- Location: Northern Territory, Ghan
- Coordinates: 24°18′15″S 132°41′20″E﻿ / ﻿24.30417°S 132.68889°E
- Area: 1.29 km^{2} (0.50 sq mi)
- Established: 1969
- Governing body: Parks and Wildlife Commission of the Northern Territory

= Illamurta Springs Conservation Reserve =

Protected area in the Northern Territory, Australia

Illamurta Springs Conservation Reserve is a protected area in the Northern Territory of Australia in the locality of Ghan about 42 km south of Hermannsburg and 140 km west of Alice Springs. The southern foothills of the James Range and the permanent spring from which the reserve takes its name are found within the reserve.
==History==
The area is significant to the Western Arrente peoples and is part of the Kunnea Snake Dreamtime. The Arrente have occupied the region for thousands of years with artefacts such as grindstones being found in and around the reserve.

The first European to visit was Ernest Giles who explored the area in 1874, the first settlers and cattle stations were established nearly a decade later.

The site includes the ruins of the Illamurta Springs Police Station which was established in 1893 and operated until 1912. The police station was built to combat Aboriginal resistance against pastoralists in the area, mostly by spearing cattle. Once spearing stock stopped the police station was used as an administration centre for the distribution of rations to Aboriginal people.

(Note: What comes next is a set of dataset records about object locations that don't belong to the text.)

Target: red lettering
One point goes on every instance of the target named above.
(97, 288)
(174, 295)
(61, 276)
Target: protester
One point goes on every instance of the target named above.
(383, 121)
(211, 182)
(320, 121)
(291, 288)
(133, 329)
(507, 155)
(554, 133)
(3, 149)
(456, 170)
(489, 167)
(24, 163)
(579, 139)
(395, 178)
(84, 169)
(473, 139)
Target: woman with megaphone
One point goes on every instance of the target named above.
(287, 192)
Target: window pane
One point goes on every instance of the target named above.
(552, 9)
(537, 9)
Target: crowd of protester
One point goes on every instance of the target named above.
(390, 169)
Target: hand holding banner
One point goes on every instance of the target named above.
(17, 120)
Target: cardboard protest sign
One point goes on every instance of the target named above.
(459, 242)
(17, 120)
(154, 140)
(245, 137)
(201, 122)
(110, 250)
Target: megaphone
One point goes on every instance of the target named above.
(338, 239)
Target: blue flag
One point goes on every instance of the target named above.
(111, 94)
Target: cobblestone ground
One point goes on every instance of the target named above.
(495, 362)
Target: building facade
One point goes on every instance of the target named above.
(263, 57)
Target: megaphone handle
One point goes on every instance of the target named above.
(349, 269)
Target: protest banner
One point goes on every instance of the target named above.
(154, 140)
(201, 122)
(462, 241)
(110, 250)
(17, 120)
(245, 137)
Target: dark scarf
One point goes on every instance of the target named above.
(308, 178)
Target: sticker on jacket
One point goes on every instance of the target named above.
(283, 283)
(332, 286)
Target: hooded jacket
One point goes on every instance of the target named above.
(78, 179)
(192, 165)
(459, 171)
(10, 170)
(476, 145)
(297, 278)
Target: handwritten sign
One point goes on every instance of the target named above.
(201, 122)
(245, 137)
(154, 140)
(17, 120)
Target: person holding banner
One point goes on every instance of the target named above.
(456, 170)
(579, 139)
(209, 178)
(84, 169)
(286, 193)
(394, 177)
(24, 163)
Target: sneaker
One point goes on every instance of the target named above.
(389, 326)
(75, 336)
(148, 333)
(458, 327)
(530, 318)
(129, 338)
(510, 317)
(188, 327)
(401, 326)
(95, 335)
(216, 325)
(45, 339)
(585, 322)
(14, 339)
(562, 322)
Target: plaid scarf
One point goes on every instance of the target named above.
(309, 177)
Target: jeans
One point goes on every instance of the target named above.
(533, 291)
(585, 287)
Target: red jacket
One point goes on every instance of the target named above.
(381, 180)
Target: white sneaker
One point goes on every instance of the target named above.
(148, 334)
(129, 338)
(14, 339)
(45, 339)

Mounted Constable Ernest Cowle led the younger members of the Horn Expedition across the Lake Amadeus saltpan to Uluru and then return across the McDonnell Ranges in 1894. He became friends with Walter Baldwin Spencer at this time, and later, when serving at Illumurta Springs, collaborated with Spencer and Frank Gillen on their famous work The Native Tribes of Central Australia (1899). This work was later described by John Mulvaney, considered the "father of Australian archaeology", as one of Australia's most influential books in the history of ideas", and he gave much credit to Cowle and also Paddy Byrne, telegraphist at Charlotte Waters.

The conservation reserve was listed on the now-defunct Register of the National Estate in 1980 and listed on the Northern Territory Heritage Register on 14 September 1994.